Kucinich Campaign Called Absurd, Ludicrous

Kucinich for President?

Can Cleveland’s former “Boy Wonder” bring bold ideas into the Democratic Party?
By Craig Cox, Utne magazine

July / August 2003 Issue

OUR QUADRENNIAL political cattle call has begun in earnest, with nine Democrats vying for the dubious privilege of sparring with George W. Bush in the 2004 presidential election. As usual, the mainstream media have already conveniently packaged the candidates for the American political consumer: There are the “usual suspects” (Beltway insiders John Kerry, Joe Lieberman, and Dick Gephardt), the Southerners (John Edwards and Bob Graham), the feisty “outsider” (former Vermont governor Howard Dean), and the “race card” (Al Sharpton and Carol Moseley Braun). Then there’s Dennis Kucinich.

Dennis Kucinich for president?

If you’re looking for a word to describe your reaction to that announcement, you might try absurd. Or how about ludicrous? Here’s a 56-year-old congressman from a Rust Belt state with virtually no name recognition, no money, and a political résumé that only his opponents could love (Cleveland went bankrupt while he was mayor). He hangs out with New Age notables (Shirley MacLaine is his daughter’s godmother, Marianne Williamson a political adviser), confounds liberals with his pro-life/pro-choice abortion stand (he’s so serious about the sanctity of life that he eats a vegan diet, but does support Roe v. Wade), and believes the cornerstones of civilization consist of “polka, bowling, and kielbasa.”

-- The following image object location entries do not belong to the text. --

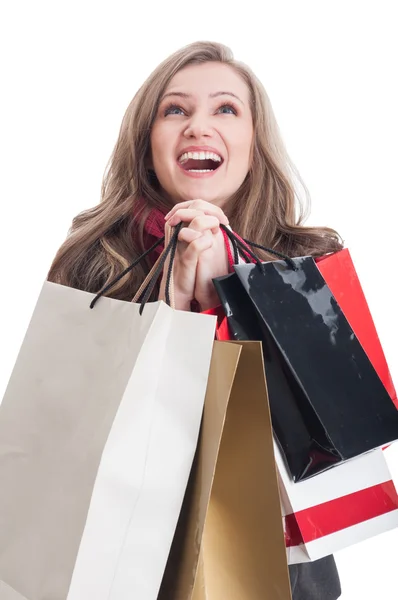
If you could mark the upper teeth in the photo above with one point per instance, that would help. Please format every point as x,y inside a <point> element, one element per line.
<point>199,156</point>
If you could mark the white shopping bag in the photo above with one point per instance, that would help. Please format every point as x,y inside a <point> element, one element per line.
<point>335,509</point>
<point>98,431</point>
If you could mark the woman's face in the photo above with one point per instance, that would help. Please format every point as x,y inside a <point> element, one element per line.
<point>202,136</point>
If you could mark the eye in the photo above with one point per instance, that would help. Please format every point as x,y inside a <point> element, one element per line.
<point>173,109</point>
<point>228,109</point>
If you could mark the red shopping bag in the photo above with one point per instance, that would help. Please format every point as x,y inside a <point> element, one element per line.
<point>339,273</point>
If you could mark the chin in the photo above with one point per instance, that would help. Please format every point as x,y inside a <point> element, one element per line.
<point>197,193</point>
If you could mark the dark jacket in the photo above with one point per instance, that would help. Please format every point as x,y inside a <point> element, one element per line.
<point>318,580</point>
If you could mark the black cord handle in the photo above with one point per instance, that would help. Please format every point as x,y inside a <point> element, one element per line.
<point>237,245</point>
<point>146,293</point>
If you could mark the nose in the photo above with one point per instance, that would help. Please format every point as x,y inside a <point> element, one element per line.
<point>198,127</point>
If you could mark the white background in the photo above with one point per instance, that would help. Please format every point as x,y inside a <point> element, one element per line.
<point>69,69</point>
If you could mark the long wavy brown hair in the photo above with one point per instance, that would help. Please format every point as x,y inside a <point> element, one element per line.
<point>267,208</point>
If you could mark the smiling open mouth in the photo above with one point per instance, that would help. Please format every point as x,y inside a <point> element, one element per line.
<point>200,162</point>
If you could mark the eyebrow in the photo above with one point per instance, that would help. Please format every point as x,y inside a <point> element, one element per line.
<point>214,95</point>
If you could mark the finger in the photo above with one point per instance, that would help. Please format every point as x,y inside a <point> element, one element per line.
<point>205,223</point>
<point>195,249</point>
<point>206,207</point>
<point>187,235</point>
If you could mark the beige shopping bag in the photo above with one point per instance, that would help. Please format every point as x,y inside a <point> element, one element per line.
<point>229,542</point>
<point>98,431</point>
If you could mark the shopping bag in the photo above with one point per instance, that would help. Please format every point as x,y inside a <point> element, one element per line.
<point>98,431</point>
<point>339,272</point>
<point>229,541</point>
<point>327,401</point>
<point>350,503</point>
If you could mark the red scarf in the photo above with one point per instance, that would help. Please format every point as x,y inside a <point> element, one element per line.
<point>153,231</point>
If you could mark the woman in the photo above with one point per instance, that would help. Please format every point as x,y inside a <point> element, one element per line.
<point>198,144</point>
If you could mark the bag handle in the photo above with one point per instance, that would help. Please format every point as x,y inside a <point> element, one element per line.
<point>242,246</point>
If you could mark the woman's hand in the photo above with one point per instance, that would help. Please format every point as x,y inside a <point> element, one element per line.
<point>201,254</point>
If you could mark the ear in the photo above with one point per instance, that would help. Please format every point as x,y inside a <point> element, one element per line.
<point>148,160</point>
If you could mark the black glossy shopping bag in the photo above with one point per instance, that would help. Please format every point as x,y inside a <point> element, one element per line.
<point>327,402</point>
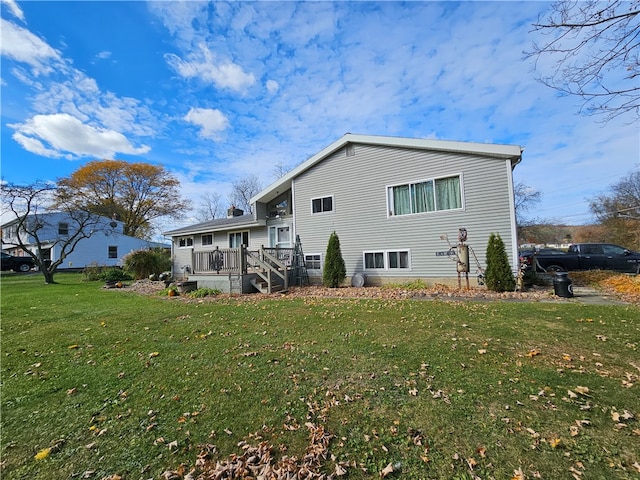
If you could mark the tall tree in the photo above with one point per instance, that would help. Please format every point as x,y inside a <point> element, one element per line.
<point>35,228</point>
<point>525,198</point>
<point>594,47</point>
<point>243,189</point>
<point>210,207</point>
<point>135,193</point>
<point>619,211</point>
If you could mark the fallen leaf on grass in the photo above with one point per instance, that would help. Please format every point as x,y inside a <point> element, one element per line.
<point>582,390</point>
<point>42,454</point>
<point>340,471</point>
<point>388,470</point>
<point>518,475</point>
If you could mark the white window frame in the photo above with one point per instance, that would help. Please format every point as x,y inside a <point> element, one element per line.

And he has said things in public that no sane candidate would repeat: that Bush acted illegally in invading Iraq; that the administration is using 9/11 to “achieve the militarization of thought in our culture” in a campaign with “Orwellian overtones”; that the United States should withdraw from the North American Free Trade Agreement (NAFTA); that there should be a Department of Peace; that America needs to develop a “holistic worldview of interdependence, where diplomacy is used to create a world where we can make war archaic.”

In the murky world that is mass- media presidential campaigning, where speaking vaguely about broader health insurance coverage is considered tantamount to preaching Bolshevism, candidates like Kucinich are typically filed under the category “hopeless cause.” Yet, in a wide-open nomination race with no clear favorites, “Dennis the Menace” can’t really be ignored. Kucinich spoke out against the war and Bush’s manipulation of 9/11 as a political tool early—long before Howard Dean raised the issue—and these positions resonate strongly with a significant portion of the hard-core Democratic Party activists who will shape the early primary results. Unlike Kerry, Graham, Lieberman, and Edwards in the Senate, and Gephardt in the House, Kucinich actually voted against the suddenly much-maligned Patriot Act. His opposition to unbridled free trade plays well with the labor crowd (he told labor leaders in Iowa during a March campaign visit that he’d preside over a “Workers’ White House”); plus, he’s green enough to attract attention from the environmental wing of the party.

All of which may still add up to a whole lot of nothing, electorally speaking, because Kucinich is not green in another way: He has raised less than a million dollars at this writing and has opened campaign offices in only three states (Ohio, Iowa, California). Meanwhile, the cries of “spoiler” are beginning to rise. In a recent column for the liberal Web site workingforchange.com, Alexander Cockburn lamented the arrival of influential leftists Barbara Ehrenreich and Marcus Raskin on the Kucinich bandwagon. “Though he’s hotly touted across the progressive spectrum, Kucinich hasn’t a prayer of becoming a serious contender,” Cockburn writes, “and I’m amazed to see people like Ehrenreich acting as the Pied Piper, calling all the erstwhile Greens, the Natural Law Party, and other exiles back under the Big Top.”

Still, Kucinich has surprised his critics before. At 31, the youngest mayor ever to lead a major U.S. city, he was considered finished in politics in 1978, when he couldn’t keep the city from sliding into default. (Kucinich had refused to sell Cleveland’s municipal power company to cover $14.5 million in bond obligations.) But 16 years later, he resurfaced to grab a state senate seat, and then in 1996 surprised almost everyone by knocking off a Republican congressman.

And while the odds are certainly against Kucinich’s winning the big prize next year, his candidacy may be worth watching. After all, it’s Cockburn’s so-called “exiles” who at one time helped distinguish the Democratic Party from the party of Karl Rove, John Ashcroft, and King George II—a distinction that has faded to near nothingness in recent years and one that Kucinich would like to delineate a bit more sharply this time around. “I see this election as a struggle for the soul of the Democratic Party,” he told In These Times in March.

If the former “Boy Wonder” of Cleveland and his “unconventional” positions can nudge the debate even slightly beyond the made-for-TV parameters that this campaign would otherwise navigate, then he’ll have done his party—and maybe even the country—a huge favor.

Craig Cox is executive editor of Utne.